“那人特别能打!我……我带着兄弟们拼死抵抗啊!我冲在最前面,跟他大战了上百回合!手脚……手脚都被他打断了!我……我就是想着,这是海老大您的钱袋子,我就是拼了这条命,也得守住啊!”
他喘着粗气,声音愈发“凄惨”。
“可是……兄弟们伤的伤,倒的倒……我……我守不住啊海老大!我他妈是个废物!我对不起您!”
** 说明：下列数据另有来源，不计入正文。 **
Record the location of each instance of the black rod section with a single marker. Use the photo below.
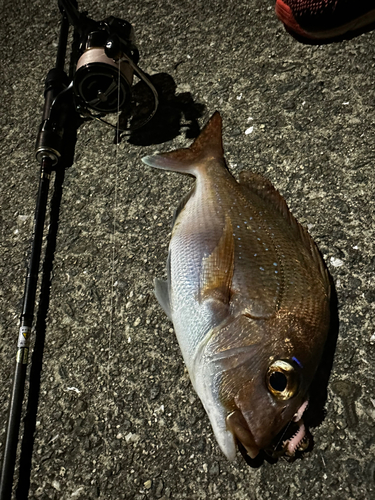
(49, 150)
(15, 405)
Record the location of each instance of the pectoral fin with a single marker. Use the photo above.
(162, 294)
(217, 268)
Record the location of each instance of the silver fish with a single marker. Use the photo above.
(248, 294)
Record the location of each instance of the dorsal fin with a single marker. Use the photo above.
(265, 190)
(208, 145)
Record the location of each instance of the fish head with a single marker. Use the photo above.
(267, 404)
(267, 366)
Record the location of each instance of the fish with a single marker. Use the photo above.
(248, 294)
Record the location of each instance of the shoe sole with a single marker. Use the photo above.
(285, 15)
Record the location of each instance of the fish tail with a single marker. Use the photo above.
(207, 146)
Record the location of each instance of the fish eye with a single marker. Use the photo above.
(282, 380)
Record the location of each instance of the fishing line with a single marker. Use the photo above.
(113, 257)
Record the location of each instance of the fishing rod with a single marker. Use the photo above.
(103, 62)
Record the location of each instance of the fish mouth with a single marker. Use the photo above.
(292, 439)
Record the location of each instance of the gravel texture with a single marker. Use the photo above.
(117, 417)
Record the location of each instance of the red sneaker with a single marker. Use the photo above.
(322, 20)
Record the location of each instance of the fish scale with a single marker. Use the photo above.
(248, 294)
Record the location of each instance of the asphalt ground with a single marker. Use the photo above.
(117, 417)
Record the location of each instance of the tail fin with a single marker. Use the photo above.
(208, 145)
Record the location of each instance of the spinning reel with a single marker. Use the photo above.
(104, 61)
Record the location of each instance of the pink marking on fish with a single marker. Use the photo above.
(292, 444)
(301, 411)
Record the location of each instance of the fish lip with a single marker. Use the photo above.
(297, 441)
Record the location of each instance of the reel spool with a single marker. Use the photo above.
(105, 69)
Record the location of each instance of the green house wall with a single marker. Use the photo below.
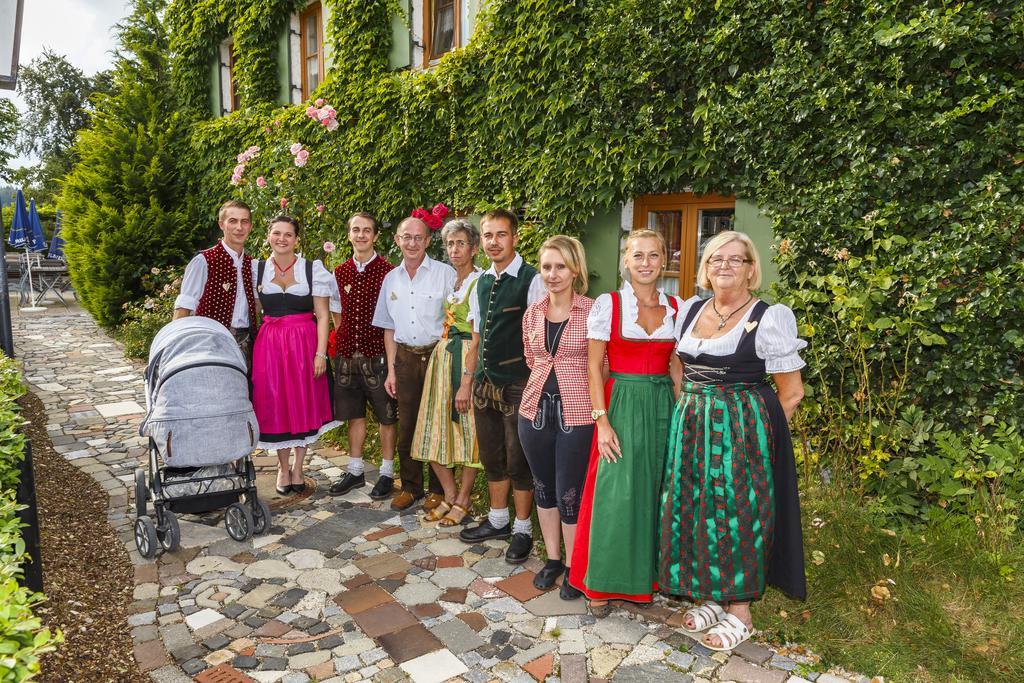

他停顿了一下,又赶紧补充道:“对了,我……我报了您的名号!他一听海哥您的名字,明显犹豫了!最后没敢下死手,带着人走了……海老大,他……他这是没把您放在眼里,抢您的饭碗啊!”
电话那头沉默了片刻。
只能听到细微的呼吸声。
这沉默让黑脸男的心提到了嗓子眼,冷汗涔涔而下,混合着疼痛带来的虚汗,几乎将他浸透。
终于,那边传来一个低沉而阴冷的声音。
“一个人……放倒你们全部,还打断了你手脚?”
“是……是啊海老大,那人肯定是练家子,下手黑着呢……”
“提了我的名,没杀人……哼,看来也是道上的,懂点规矩。”海老大的声音听不出喜怒,“敢动我的货……行了,我知道了。你先去医院。剩下的事,我来处理。”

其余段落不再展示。